Speaker: Harald Bugmann
bugmann<at>env.ethz.ch
Mountain Forest Ecology, Department of Environmental Sciences, ETH-Zentrum HG G 21.3 Rämistr. 101, CH-8092 Zürich, Switzerland
Title of the talk: Mountain
ecosystem goods and services (pdf: 4MB)
Summary of the talk by Britta Tietjen and Nikolaos Fyllas: Students´
summary (pdf)
Abstract
Mountain ecosystem goods and services
(1) Mountain regions and their ecosystems fulfil a multitude of functions, from freshwater provision and carbon storage to aesthetic beauty. In the first part of the presentation, an overview of the global significance of mountain regions will be given, and possible consequences of global changes on mountain ecosystems will be outlined in a qualitative manner.
(2) The fate of the vegetation cover of mountain regions under a changing climate, changing land use and changing atmopsheric composition is important for the capability of ecosystems in mountain regions to provide many of the goods and services that humanity depends on. In mountain ecosystems, several factors are of crucial importance that may be nearly negligible elsewhere, such as slope stabilization by root systems. These factors are often interlinked, making the integrity of mountain systems dependent on the integrity of their weakest element. Projecting the impacts of climate change on mountain ecosystems requires us to use mathematical models, and to consider a range of ecological and hydrological processes simultaneously, but the latter has not often been done in the past. For example, population ecologists examined the impacts on forest structure and composition; biogeochemists investigated possible changes in carbon, water and nitrogen exchange between forests and the atmosphere; landscape ecologists looked at the impacts of a changing disturbance regime on vegetation patterns at large scales; and hydrologists examined changes in streamflow and related variables. Studies such as these will be reviewed in the second part of the presentation; they are certainly welcome and timely because they highlight the potential for climate-induced changes in ecosystem goods and services in mountains. Most of these studies were conducted as purely scientific endeavors, with little involvment of possible “end users” (stakeholders), and only few studies exist that tried to address the intertwined nature of processes in mountain regions.

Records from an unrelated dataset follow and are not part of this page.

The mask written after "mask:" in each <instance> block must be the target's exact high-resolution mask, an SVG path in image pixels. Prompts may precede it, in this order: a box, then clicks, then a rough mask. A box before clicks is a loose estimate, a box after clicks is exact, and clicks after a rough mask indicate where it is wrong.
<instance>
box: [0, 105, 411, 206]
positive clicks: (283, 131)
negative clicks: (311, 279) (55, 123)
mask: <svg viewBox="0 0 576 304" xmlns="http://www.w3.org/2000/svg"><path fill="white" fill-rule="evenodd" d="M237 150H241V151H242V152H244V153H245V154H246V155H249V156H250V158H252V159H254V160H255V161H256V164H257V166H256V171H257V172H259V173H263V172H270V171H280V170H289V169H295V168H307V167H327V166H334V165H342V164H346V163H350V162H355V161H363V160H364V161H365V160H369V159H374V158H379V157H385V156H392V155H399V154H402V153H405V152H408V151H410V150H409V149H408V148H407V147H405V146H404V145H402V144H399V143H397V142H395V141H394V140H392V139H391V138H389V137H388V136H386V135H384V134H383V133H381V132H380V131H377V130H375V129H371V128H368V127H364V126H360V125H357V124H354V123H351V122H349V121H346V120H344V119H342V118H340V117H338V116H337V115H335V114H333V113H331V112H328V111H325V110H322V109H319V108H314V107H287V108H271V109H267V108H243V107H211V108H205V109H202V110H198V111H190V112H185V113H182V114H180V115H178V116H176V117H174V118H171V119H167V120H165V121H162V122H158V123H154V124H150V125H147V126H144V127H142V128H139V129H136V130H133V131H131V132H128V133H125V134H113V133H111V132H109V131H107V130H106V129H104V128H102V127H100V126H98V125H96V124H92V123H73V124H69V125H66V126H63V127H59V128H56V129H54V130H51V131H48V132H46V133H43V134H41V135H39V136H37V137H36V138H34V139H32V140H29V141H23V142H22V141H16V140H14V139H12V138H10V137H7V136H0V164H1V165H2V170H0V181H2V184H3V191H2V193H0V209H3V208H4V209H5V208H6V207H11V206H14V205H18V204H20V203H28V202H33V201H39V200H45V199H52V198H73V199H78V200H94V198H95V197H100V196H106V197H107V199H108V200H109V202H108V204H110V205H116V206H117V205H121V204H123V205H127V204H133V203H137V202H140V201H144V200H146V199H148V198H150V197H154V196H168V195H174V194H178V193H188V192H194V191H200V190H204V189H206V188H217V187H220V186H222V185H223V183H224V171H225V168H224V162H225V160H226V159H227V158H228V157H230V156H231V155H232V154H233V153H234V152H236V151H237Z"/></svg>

(3) The approach of the ATEAM mountain project will be introduced next. It focuses on four ecosystem services, i.e. carbon storage (with a focus on forests), freshwater generation (as a landscape process), slope stability, and tourism.
(4) The mountain stakeholder dialogue (approach, history, and results obtained so far) will be introduced, because it must be made clear that the activities that are discussed later on were framed to a certain extent by the stakeholder dialogue.
(5) To address the linkages between ecological processes (such as biogeochemical cycling), an existing model (RHESSys) was adapted for the conditions of Europe. The model structure will be introduced briefly, and results from the model evaluation studies will be presented. This model can be used to assess changes in carbon storage and freshwater provision at the catchment scale. Our approach to address tourism and slope stability will also be presented, but more briefly (particularly for slope stability, where we still have little to report).
(6) Sample sensitivity studies with the RHESSys model will be presented (simulations for the “real” ATEAM scenarios will take place only later this year), and I will discuss the question of the adaptive capacity of the various stakeholders with respect to such changes.
(7) Finally, the issue of how to derive vulnerability from these results (sensitivity
studies and estimates of adaptive capacity by sector) will be discussed.